= Mia Nakano =

America photographer, filmmaker, educator, printer, activist

Mia Nakano is an American photographer, filmmaker, educator, printer, activist, a founding editor of Hyphen magazine, and Project Director of the Visibility Project.

== Career ==

Mia co-founded Hyphen magazine in 2003 as the photo editor. As of 2014, she launched the LGBT section of Hyphen.

In 2007, Nakano travelled to Nepal for a photojournalism internship with the Kathmandu Post. There, Nakano connected with the Blue Diamond Society, an LGBT organization, and collaborated with them to take photos of Nepal's LGBT community.

== Visibility Project ==
Mia continued documenting LGBT communities once she returned to the United States through the Visibility Project. The Visibility Project is a collaboration with Hyphen Magazine.
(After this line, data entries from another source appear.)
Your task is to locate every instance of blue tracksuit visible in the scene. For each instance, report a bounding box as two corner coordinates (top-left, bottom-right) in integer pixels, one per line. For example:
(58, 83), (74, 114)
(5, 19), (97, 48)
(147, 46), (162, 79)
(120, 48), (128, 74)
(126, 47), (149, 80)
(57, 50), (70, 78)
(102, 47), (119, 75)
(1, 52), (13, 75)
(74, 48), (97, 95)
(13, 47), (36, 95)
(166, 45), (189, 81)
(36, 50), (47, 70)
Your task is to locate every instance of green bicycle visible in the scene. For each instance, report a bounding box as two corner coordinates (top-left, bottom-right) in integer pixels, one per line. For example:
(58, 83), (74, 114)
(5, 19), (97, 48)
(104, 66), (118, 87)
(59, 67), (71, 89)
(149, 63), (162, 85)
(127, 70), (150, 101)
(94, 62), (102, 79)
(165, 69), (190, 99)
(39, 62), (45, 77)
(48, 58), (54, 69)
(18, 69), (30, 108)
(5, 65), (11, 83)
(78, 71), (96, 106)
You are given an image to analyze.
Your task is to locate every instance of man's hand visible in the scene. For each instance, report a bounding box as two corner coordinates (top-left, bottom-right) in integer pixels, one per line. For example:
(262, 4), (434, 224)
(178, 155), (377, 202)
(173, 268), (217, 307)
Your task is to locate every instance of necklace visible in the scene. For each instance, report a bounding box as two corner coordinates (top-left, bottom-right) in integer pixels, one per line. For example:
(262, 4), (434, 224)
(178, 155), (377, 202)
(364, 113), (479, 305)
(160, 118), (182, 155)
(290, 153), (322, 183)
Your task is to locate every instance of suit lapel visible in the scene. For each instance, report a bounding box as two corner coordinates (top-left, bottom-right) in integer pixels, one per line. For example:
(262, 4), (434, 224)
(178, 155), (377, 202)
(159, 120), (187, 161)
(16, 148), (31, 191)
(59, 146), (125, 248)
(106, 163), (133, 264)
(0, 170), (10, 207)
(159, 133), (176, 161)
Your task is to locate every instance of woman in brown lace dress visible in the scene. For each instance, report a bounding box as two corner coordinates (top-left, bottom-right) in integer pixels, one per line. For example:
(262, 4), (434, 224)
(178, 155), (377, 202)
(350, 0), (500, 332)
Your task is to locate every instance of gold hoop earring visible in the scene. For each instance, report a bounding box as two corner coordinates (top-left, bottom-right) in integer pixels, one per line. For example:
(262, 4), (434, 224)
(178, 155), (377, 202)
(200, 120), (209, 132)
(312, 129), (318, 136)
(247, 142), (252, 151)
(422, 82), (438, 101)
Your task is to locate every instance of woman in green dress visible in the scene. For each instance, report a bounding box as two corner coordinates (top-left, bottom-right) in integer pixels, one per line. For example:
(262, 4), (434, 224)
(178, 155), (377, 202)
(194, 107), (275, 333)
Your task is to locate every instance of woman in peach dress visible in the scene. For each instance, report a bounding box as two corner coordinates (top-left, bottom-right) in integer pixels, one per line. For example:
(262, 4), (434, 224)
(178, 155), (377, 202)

The Visibility Project has been exhibited at Ohio State University, the Leeway Foundation in Philadelphia, the Oakland Asian Cultural Center, Smithsonian Asian Pacific American Center's Asian-Latino Festival in 2013.

Nakano was a panelist at Leeway Foundation's REVOLVE: An Art for Social Change Symposium.

Her work has been featured in Colorlines, Kathmandu Post, Motherjones.com, DemocracyNow!, and freethehikers.org.

In 2014, The Visibility Project collaborated with Hyphen Magazine to create LGBTQ Hyphen, the first LGBTQ-dedicated section in a nationwide and mainstream magazine.